Las lluvias caían con una tenacidad blanda sobre la ciudad. Cada gota, pulida y luminosa, parecía deslizarse con una coreografía precisa sobre los tejados oxidados y en los tallos ansiosos del jardín de la calle Olmo. El hombre que respondía al nombre de Jacobo tenía la costumbre de observar la caída de la lluvia desde la galería de su casa de infancia, con una taza de café entre los dedos y el rumor reconfortante de la madera bajo sus pies descalzos. Sus vecinos, acostumbrados ya a sus excentricidades, apenas notaban cómo Jacobo permanecía inmóvil durante horas, escuchando lo que solo él parecía distinguir en el murmullo de cada lluvia: aquella voz fragante y distante de Ana María, la mujer que, según los más jóvenes, jamás existió.

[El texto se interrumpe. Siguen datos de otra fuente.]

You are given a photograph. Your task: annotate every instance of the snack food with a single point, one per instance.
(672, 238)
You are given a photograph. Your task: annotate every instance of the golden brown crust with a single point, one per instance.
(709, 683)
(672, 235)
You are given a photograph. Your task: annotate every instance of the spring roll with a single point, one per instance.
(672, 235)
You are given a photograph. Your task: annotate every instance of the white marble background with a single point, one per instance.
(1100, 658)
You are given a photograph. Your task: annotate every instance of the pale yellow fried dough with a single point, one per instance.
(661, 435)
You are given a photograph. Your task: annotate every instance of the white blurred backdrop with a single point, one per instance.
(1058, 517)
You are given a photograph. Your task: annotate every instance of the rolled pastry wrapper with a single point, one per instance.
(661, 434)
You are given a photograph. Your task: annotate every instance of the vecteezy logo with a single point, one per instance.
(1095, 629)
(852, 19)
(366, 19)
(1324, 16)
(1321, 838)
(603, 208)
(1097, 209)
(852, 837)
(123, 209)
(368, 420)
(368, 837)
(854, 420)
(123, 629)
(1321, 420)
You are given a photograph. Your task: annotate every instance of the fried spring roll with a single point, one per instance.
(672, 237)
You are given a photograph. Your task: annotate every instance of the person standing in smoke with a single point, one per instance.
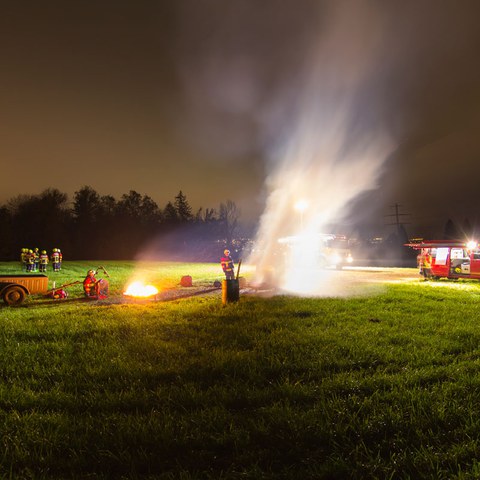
(227, 265)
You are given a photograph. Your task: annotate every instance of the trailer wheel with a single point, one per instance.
(14, 295)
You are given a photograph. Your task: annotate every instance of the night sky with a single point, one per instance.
(198, 95)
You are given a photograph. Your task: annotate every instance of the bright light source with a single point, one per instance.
(138, 289)
(301, 205)
(472, 245)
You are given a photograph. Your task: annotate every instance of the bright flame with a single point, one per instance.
(138, 289)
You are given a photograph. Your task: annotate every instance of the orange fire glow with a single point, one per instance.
(138, 289)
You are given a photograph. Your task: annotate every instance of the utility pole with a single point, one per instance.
(398, 223)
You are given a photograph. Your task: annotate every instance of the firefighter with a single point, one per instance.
(43, 261)
(427, 266)
(90, 284)
(55, 258)
(227, 265)
(36, 259)
(23, 258)
(60, 259)
(30, 261)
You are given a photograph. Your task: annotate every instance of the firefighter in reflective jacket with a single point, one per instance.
(90, 284)
(55, 258)
(227, 265)
(43, 261)
(427, 266)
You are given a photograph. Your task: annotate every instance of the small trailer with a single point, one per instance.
(14, 288)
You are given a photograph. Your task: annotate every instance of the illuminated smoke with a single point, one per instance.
(334, 152)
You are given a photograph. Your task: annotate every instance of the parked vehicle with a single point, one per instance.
(450, 258)
(326, 250)
(15, 288)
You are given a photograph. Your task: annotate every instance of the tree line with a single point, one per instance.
(95, 226)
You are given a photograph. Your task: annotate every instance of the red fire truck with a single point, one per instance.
(450, 258)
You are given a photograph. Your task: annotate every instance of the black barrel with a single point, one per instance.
(230, 291)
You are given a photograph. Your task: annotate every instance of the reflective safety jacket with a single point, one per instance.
(227, 264)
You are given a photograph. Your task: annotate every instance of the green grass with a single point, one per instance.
(371, 387)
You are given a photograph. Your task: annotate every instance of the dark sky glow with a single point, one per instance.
(199, 95)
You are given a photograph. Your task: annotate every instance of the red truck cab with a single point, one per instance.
(451, 258)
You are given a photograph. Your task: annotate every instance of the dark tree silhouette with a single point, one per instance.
(184, 211)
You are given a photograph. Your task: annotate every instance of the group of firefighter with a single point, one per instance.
(34, 260)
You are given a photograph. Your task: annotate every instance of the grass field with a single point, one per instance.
(370, 387)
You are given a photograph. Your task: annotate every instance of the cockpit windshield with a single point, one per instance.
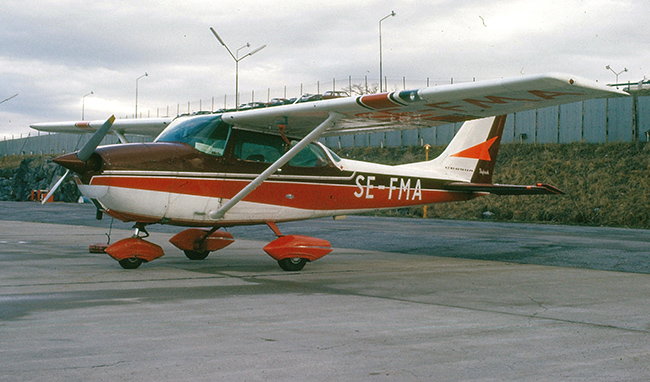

Pero en la casa de los Guzmán —la de los árboles centenarios y las glicinas desmedidas—, donde Jacobo vivía desde que el corazón de su madre había dejado de latir, los rumores flotaban como los jazmines a deshora. Decían las mujeres ancianas del barrio que, en las primeras lluvias de noviembre, podían verse diminutas luces pululando alrededor de la galería, y que, si uno observaba con la suficiente paciencia, vislumbraría la silueta de una mujer sentada a pocos pasos de Jacobo. Las familias que regresaban temprano de la iglesia, los domingos, advertían a sus hijos que no hicieran ruido al pasar frente a esa casa: no fuera que despertaran a algo que no debía despertarse.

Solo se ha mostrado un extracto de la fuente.